‘Killing innocents cannot be justified as defence of the Israeli nation’


COMMENT

Mediation must be impartial

By MARIANNE HERON

An Israeli father spoke bitterly of his five- year- old child, slain in the attack by Hamas when 1,400 were murdered. He was glad that she was dead rather than among the 200 people taken hostage and facing possible torture by Hamas.

”How could anyone do that to a child?” a friend asked me. ”How can the Israelis bomb innocent civilians in Gaza and cut off food,water and power?”

The terrible outrages of the Israeli / Palestinian conflict leave that ‘how’ unanswerable, except for motivation fuelled by a deadly cocktail of mutual hatred, revenge and fear. Asking ‘why?’ instead brings answers coloured by the long shadow of history and failure by the international community to facilitate peace and justice in one land with two peoples.

Israel/Palestine is small, about a third the size of Ireland, with a population nearing 10 million. It is a beautiful and varied land, comprising fertile plain, highlands and desert. It could be Paradise: home to a shared dream: the realisation of a Jewish homeland with Biblical roots in the highlands of Judea and Samaria and the people of the country known as Palestine since the time of the Crusades.

Instead, it is a place of tragedy and inhuman outrage.

Over a century ago, as Zionism and the demand for an Eretz Israel homeland grew, the first wave of Jewish settlers bought land in Palestine, calling them themselves colonists. Palestine became a British protectorate in 1923 after Middle Eastern borders were redrawn following WW1, later the British handed the partition – rather than creating a federal state – of Palestine over to the UN in 1947. The following year, 44% of the territory was given to the Yishuv (Jewish settlers) who then were only one third of the population. More than 700,000 Palestinian Arabs were expelled or fled.

Today Palestinians have just 22% of the country divided between the Gaza Strip and the West Bank, three quarters of the total population are Jewish.

Uprisings, war and terror have haunted the country down through subsequent decades culminating in the unspeakable horror of the Hamas attack and the Israeli retaliation as bombs are rained on the civilian population trapped in the densely populated Gaza strip, over 3,000 have lost their lives.

In so doing Israeli forces are committing war crimes, just as Putin’s armies have been doing in Ukraine. This has been followed by the Israelis by the threat of ground invasion of Gaza and the impossible demand that one million Palestinians move out of the northern Gaza to the south where there is neither shelter nor food.
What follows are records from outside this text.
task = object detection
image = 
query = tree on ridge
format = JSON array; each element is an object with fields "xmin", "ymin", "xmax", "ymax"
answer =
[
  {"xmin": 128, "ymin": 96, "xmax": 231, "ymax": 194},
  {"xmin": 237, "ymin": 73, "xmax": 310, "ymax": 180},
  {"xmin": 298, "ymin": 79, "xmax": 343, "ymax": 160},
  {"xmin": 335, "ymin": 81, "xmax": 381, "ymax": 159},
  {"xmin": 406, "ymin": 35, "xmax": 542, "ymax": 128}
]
In a grim future lie fearful possibilities: will the fleeing Palestinians be ethnically cleansed never to return to their homes in Gaza, will the war spread to the Palestinian West Bank, or spread to neighbouring Lebanon, and will the tinder box of the Middle East ignite if Iran , which supports and funds Hamas, becomes involved?

In the face of such terrible uncertainty and despair over what has already happened it is easy to fall back on the comfort of aphorisms like the Biblical quote from Galatians “Whatsoever a man soweth that shall he also reap.” Given the unchecked erosion of Palestinian human rights under Israeli control where 80% on Gaza depend on foreign aid and over a million on food aid, you need only look at other examples: the Troubles in the North and the overthrow of Apartheid in South Africa to see the explosive consequences of oppression.

Another saying by Edmund Burke comes to mind, “The only thing necessary for the triumph of evil is when good men do nothing.” Here it is a case not only of doing nothing effective to curb either war crimes, territorial incursions, human right erosion to the point of reducing Palestinians to a state of Apartheid, but also showing one-sided support rather than being impartial in finding a lasting solution to Israeli and Palestinian conflict.

So far there is no hope of resolution to the atrocity of war, nor effective facilitation by world powers towards peace and justice. Rather the Western powers have been pouring oil on the flames as the US President Joe Biden arrives in Israel guaranteeing financial, military and political support, UK’s Rishi Sunak has declared unequivocal support for Israel and Ursala Von Der Leyen expressed support for Israel by the EU and faced criticism for failing to call on Israel to respect international law.

There is no acknowledgement that killing innocent people and children cannot be justified as defence of the Israeli nation.